The difference is that pointers to int do not own the ints that they point to, whereas a vector<int> does own the contained ints. A vector<int> can be conceptualised as a struct with int members, where the number of members just happens to be variable.
If you want to create a function that can modify the values contained in the vector but not the vector itself then you should design the function to accept iterator arguments.
Example:
void setAllToOne(std::vector<int>::iterator begin, std::vector<int>::iterator end)
{
std::for_each(begin, end, [](int& elem) { elem = 1; });
}
If you can afford to put the desired functionality in a header, then it can be made generic as:
template<typename OutputIterator>
void setAllToOne(OutputIterator begin, OutputIterator end)
{
typedef typename iterator_traits<OutputIterator>::reference ref;
std::for_each(begin, end, [](ref elem) { elem = 1; });
}
One big problem syntactically with what you suggest is this: a std::vector<const T> is not the same type as a std::vector<T>. Therefore, you could not pass a vector<T> to a function that expects a vector<const T> without some kind of conversion. Not a simple cast, but the creation of a new vector<const T>. And that new one could not simply share data with the old; it would have to either copy or move the data from the old one to the new one.
You can get away with this with std::shared_ptr, but that's because those are shared pointers. You can have two objects that reference the same pointer, so the conversion from a std::shared_ptr<T> to shared_ptr<const T> doesn't hurt (beyond bumping the reference count). There is no such thing as a shared_vector.
std::unique_ptr works too because they can only be moved from, not copied.
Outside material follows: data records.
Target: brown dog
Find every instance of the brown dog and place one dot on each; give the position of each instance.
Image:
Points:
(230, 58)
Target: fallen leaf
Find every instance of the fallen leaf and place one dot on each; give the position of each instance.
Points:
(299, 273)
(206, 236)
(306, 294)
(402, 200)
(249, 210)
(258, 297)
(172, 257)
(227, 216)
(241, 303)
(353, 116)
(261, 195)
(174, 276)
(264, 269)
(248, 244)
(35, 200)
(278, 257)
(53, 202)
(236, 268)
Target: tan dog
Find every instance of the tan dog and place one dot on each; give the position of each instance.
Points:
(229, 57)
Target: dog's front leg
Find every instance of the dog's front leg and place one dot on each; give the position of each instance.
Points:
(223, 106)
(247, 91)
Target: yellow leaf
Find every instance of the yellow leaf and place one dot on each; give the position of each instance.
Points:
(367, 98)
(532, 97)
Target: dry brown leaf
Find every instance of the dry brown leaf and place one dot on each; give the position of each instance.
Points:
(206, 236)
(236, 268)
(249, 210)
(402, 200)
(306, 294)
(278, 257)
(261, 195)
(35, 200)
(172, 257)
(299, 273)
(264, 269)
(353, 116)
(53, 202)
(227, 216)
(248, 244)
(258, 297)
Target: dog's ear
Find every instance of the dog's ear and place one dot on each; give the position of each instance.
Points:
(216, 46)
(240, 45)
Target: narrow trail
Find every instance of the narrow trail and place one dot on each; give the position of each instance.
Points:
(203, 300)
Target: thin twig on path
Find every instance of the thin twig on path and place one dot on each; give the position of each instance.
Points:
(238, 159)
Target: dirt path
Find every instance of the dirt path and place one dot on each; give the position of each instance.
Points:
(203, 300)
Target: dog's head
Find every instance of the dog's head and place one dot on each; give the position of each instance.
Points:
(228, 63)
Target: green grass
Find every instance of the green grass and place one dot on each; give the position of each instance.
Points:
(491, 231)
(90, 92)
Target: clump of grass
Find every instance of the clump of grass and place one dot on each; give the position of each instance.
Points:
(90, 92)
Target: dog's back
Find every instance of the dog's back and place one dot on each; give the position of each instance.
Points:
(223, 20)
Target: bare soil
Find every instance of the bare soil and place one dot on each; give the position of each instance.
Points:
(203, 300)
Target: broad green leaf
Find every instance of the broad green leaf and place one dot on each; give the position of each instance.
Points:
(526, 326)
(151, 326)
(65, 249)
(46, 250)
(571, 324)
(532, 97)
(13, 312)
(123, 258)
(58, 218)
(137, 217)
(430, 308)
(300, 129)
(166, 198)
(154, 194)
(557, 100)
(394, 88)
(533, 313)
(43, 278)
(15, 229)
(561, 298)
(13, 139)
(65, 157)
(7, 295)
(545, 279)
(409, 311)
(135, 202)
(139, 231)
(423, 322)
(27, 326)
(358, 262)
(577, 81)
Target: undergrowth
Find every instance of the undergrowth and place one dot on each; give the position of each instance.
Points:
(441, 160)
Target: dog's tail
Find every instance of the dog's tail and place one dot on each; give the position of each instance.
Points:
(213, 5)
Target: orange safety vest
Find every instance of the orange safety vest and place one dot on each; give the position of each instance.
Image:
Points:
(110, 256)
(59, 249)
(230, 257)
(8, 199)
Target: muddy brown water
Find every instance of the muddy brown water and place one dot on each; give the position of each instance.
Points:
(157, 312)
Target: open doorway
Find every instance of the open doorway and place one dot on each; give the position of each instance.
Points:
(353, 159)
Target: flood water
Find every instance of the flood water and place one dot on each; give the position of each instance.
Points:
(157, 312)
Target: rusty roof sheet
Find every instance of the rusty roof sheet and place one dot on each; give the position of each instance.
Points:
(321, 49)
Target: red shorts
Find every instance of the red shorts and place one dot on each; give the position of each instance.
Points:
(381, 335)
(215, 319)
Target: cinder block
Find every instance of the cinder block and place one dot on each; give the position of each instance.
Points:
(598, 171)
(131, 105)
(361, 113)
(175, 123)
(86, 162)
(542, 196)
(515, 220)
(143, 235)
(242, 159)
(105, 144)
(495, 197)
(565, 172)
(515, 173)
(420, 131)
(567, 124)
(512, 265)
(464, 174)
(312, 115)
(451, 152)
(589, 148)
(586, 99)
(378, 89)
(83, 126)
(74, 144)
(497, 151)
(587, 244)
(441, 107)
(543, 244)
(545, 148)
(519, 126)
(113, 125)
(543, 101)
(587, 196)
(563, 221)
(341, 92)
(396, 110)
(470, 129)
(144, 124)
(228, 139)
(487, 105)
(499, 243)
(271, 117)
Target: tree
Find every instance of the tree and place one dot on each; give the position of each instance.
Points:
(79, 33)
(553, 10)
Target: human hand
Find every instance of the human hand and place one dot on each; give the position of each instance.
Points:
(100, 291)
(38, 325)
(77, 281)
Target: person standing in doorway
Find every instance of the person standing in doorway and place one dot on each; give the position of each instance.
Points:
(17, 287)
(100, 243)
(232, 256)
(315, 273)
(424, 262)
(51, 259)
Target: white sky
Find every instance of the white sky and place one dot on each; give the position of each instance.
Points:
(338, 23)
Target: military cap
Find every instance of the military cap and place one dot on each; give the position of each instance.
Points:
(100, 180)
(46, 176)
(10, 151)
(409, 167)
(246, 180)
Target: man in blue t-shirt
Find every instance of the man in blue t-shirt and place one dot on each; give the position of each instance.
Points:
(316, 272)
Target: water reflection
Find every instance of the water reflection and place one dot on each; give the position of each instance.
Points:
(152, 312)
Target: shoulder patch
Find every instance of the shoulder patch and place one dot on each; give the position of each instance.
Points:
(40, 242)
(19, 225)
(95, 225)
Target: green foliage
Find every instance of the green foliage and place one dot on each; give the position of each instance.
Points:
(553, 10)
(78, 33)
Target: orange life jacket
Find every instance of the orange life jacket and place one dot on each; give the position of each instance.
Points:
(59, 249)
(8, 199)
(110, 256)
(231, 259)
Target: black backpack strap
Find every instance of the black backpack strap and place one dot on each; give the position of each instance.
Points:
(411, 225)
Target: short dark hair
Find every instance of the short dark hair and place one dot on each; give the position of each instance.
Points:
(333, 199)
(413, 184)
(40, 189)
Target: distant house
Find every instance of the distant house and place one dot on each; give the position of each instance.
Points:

Therefore, only one of them will ever have the pointer.
So what you're asking for is simply not possible.
You are correct, it is not possible to have a vector of const int primarily because the elements will not assignable (requirements for the type of the element contained in the vector).
If you want a function that only modifies the elements of a vector but not add elements to the vector itself, this is primarily what STL does for you -- have functions that are agnostic about which container a sequence of elements is contained in. The function simply takes a pair of iterators and does its thing for that sequence, completely oblivious to the fact that they are contained in a vector.
Look up "insert iterators" for getting to know about how to insert something into a container without needing to know what the elements are. E.g., back_inserter takes a container and all that it cares for is to know that the container has a member function called "push_back".